Now that HTTP/2 is here and widely adopted by client browsers, many of the performance challenges that existed with HTTP1.1 are finally addressed and solved. But what about security?
While HTTP/2 provides a higher level of privacy by mandating (de-facto because of browser implementation) traffic encryption, security solutions such as Web Application Firewalls (WAFs) are not keeping pace with the HTTP/2 evolution. No WAF today can provide protection against application level attacks launched overt the HTTP/2 protocol stack, potentially leaving HTTP/2 based web applications vulnerable.
Customers that use a WAF to protect their applications and want to benefit from the performance enhancements that come with HTTP/2, need to first find out if their WAF supports the new HTTP/2 protocol or not. Chances are that it doesn't...
Why is my WAF not working?
If the WAF you use does not support HTTP/2, many web application level attacks could pass under its radar undetected if HTTP/2 is used to communicate with the server.
Here's why:
In a typical environment, the application web servers will be upgraded to support HTTP/2. The WAF, which is sitting in front of the server, will see the client-server communication using the HTTP/2 protocol. Even if the WAF is able to see the decoded encrypted content, until the WAF is upgraded to support HTTP/2, it is unlikely that it will be able to detect most of the web application level attacks (even simple ones like a HTTP flood).
Does that mean that HTTP/2 is not for me? Not necessarily.
It is possible to support HTTP/2 and maintain a proper security model. This requires the deployment of a HTTP/2 gateway in front of the web application's server farm. This gateway is used to translate the client browsers' communication from HTTP/2 to HTTP 1.1 towards the server, and vice versa.
In this model, the WAF that sits in front of the web server farm will see all communication between the browser and server as the HTTP 1.1 protocol, since the HTTP/2 gateway in front of it will translate all communication from HTTP/2 to HTTP 1.1 and vice versa.

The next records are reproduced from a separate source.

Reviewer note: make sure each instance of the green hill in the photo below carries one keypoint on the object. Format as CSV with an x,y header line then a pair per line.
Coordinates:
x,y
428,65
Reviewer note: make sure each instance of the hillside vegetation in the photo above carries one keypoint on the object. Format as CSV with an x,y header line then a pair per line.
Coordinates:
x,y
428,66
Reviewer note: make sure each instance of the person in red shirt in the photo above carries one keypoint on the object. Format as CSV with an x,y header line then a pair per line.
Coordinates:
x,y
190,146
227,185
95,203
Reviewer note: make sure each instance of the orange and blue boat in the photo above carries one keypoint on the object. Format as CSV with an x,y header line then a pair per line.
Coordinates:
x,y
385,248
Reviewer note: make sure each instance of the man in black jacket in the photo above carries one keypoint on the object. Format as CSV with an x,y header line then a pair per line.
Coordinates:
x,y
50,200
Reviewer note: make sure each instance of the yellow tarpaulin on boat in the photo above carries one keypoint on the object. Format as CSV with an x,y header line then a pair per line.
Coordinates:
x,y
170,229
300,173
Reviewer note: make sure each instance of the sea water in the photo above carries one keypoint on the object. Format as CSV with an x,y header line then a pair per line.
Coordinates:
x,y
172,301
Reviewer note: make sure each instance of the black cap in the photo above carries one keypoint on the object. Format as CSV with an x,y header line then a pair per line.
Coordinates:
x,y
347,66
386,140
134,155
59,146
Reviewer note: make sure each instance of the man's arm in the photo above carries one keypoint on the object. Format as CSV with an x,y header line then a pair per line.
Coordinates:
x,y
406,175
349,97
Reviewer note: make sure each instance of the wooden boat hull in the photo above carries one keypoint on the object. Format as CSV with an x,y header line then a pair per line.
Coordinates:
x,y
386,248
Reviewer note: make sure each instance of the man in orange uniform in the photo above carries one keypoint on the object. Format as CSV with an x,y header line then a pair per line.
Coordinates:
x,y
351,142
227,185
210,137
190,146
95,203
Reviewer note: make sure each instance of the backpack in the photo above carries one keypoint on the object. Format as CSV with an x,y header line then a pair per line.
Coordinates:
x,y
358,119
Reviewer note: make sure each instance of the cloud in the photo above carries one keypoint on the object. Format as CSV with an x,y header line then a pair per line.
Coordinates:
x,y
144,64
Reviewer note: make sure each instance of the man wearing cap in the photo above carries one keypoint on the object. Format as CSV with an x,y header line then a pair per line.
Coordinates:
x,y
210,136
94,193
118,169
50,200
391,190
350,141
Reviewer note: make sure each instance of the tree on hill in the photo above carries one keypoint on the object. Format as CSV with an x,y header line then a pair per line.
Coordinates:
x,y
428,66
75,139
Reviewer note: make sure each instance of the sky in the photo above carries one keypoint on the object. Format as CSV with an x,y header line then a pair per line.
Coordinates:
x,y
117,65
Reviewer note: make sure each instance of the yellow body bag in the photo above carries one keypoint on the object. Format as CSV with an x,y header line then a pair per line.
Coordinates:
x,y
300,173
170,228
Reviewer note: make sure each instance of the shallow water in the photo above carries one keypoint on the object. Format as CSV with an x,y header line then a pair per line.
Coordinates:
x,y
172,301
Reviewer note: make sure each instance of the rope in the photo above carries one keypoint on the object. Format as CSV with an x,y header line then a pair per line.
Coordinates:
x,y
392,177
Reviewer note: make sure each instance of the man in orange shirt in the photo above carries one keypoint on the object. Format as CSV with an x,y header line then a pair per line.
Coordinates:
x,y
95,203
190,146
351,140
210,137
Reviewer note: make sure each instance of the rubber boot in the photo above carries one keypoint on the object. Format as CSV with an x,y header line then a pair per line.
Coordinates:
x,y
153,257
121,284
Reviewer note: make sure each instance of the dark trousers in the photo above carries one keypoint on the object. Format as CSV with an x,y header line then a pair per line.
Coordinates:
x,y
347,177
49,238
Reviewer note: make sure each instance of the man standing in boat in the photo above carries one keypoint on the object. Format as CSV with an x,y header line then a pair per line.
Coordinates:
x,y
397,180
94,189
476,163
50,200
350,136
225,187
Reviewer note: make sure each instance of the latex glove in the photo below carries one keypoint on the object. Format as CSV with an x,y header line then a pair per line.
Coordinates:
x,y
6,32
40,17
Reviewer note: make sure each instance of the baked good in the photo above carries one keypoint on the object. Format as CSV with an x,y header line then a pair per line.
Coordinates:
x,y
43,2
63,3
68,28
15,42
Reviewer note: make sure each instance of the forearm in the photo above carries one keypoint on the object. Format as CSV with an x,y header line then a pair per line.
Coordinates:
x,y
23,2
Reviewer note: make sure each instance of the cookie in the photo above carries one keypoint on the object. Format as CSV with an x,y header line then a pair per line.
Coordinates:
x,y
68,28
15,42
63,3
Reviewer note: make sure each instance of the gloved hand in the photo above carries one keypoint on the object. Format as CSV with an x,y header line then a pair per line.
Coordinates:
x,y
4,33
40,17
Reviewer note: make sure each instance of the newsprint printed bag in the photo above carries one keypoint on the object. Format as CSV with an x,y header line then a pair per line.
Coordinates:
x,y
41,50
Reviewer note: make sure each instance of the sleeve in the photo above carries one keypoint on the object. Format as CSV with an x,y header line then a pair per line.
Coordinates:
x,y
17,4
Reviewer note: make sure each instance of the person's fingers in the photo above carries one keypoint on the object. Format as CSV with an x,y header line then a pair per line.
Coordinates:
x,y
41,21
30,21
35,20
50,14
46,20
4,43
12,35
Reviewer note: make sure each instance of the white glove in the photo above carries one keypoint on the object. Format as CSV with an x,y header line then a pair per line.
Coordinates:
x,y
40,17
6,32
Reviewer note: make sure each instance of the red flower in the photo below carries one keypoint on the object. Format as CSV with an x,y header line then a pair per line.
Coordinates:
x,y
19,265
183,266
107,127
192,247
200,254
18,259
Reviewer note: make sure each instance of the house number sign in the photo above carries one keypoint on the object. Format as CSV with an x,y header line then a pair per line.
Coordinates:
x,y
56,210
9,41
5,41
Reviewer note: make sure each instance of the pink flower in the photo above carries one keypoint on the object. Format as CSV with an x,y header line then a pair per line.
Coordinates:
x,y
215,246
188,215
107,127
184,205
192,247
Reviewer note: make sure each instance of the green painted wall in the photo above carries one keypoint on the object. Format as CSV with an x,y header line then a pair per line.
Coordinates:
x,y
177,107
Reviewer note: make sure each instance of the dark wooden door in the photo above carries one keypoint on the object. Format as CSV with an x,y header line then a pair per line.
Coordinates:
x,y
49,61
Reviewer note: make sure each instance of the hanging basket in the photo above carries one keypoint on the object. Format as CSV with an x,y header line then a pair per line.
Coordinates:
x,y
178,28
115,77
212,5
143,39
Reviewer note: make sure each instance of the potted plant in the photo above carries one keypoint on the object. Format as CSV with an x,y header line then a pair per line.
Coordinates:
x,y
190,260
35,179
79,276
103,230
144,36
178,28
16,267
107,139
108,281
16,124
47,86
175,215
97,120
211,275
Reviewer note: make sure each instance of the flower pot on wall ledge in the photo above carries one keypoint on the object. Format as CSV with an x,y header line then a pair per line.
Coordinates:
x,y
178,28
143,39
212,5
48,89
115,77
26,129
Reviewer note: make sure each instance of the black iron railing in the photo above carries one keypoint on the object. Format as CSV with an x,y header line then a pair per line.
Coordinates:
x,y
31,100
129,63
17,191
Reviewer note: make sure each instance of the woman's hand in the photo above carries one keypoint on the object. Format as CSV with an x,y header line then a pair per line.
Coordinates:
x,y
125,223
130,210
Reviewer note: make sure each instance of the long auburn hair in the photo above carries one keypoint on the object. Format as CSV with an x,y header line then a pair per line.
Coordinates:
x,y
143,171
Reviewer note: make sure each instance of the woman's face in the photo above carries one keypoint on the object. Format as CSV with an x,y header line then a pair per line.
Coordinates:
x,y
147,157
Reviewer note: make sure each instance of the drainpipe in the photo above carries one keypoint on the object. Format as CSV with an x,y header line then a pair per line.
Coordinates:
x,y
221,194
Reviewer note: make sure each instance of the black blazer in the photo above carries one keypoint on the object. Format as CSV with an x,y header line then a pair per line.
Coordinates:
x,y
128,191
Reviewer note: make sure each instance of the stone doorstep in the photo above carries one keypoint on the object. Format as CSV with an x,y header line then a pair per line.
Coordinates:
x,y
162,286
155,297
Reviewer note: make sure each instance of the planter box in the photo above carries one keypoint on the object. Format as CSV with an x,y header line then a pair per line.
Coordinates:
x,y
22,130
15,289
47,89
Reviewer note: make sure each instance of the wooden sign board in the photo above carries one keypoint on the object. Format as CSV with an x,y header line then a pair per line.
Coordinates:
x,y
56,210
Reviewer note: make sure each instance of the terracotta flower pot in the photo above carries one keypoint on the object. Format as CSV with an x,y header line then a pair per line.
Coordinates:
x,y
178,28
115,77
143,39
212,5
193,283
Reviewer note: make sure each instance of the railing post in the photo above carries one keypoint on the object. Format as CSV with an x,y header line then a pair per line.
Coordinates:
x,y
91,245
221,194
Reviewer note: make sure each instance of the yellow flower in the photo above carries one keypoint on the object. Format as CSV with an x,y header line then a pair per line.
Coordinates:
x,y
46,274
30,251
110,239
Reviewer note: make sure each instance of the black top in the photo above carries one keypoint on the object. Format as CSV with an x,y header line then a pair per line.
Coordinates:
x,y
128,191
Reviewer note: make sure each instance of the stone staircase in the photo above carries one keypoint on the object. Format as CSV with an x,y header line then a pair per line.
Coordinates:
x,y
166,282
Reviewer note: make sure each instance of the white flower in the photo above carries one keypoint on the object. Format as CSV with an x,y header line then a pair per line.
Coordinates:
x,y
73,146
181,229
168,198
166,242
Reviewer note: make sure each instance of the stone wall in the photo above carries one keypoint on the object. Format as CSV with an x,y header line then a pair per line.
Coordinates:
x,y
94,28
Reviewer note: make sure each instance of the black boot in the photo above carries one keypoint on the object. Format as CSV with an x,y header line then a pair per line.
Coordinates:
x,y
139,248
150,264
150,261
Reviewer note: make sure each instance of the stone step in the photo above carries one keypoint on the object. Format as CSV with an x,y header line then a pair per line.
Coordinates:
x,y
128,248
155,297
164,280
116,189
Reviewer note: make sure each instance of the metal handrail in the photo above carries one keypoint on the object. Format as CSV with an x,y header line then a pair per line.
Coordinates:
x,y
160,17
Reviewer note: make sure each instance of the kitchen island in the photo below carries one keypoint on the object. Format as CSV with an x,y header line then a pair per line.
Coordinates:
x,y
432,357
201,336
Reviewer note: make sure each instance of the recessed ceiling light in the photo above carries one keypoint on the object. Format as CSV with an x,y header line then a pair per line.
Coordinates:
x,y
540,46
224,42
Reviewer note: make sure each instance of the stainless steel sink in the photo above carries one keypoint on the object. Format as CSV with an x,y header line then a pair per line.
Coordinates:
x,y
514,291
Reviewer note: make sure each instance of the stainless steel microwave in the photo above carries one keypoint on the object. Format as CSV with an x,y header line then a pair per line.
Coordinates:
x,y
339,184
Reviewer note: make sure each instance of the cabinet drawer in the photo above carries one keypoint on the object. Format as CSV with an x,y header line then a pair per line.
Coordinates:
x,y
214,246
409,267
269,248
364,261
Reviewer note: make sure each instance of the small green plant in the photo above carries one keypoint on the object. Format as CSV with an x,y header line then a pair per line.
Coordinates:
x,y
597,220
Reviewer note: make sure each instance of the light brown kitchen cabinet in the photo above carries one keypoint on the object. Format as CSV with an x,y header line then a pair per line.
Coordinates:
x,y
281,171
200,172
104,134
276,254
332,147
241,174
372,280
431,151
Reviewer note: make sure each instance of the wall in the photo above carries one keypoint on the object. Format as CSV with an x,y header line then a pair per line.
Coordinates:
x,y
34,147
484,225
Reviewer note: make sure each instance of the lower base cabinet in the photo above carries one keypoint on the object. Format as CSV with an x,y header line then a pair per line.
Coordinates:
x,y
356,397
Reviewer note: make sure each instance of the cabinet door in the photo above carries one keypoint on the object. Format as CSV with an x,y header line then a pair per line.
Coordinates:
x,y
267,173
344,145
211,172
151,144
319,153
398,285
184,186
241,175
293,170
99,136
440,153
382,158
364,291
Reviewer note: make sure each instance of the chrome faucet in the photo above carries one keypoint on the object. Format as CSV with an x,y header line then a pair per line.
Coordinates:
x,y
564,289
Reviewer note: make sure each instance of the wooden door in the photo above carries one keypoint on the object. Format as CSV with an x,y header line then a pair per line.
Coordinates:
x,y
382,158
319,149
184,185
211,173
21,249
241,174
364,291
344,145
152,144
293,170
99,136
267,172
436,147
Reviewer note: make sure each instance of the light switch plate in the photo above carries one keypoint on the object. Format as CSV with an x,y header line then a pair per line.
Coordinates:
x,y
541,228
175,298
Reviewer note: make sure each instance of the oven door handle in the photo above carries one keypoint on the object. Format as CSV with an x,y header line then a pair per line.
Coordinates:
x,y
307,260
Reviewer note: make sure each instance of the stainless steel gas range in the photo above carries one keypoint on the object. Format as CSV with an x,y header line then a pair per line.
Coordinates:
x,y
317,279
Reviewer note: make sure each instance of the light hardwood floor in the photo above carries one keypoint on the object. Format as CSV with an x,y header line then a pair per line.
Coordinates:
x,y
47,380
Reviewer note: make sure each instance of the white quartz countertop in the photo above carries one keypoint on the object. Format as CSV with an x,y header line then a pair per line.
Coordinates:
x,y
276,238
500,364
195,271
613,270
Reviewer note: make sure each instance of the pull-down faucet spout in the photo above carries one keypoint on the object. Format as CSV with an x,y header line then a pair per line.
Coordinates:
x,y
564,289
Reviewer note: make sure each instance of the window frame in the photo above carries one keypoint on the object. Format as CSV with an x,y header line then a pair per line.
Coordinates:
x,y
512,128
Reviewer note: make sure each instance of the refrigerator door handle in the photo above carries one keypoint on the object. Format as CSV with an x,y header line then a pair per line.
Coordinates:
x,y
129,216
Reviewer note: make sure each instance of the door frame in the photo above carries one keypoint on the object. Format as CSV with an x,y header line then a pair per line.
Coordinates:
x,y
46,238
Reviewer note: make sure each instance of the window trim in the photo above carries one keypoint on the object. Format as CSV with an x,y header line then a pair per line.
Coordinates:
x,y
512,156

Meaning that even if your WAF only supports HTTP 1.1, it will still continue to provide web application level protection, even if the attacks are launched over the new HTTP/2 protocol.
Your WAF and HTTP/2 Gateway Should Work Together
When the WAF and the HTTP/2 gateway are both part of the same ADC unit (which provides all the application delivery services for that web application including load balancing, security, and HTTP/2 gateway functionality), it is important to ensure these functions are properly implemented and operating in the ADC device.
It should first provide the HTTP/2 gateway functionality, translating the traffic to HTTP 1.1. Only then should the traffic run through the WAF module and at the end of the process, route the traffic to the appropriate web application server. This process enables a WAF to still provide its full protection – even for transactions carried over HTTP/2.
Supporting HTTP/2 provides many benefits including performance and privacy for the end users accessing the web application. However, there are many considerations that might prevent application owners from adopting HTTP/2 natively on their servers today. Adopting the new protocol with an HTTP/2 gateway returns most, if not all, of these benefits and can aid in solving many of the migration challenges.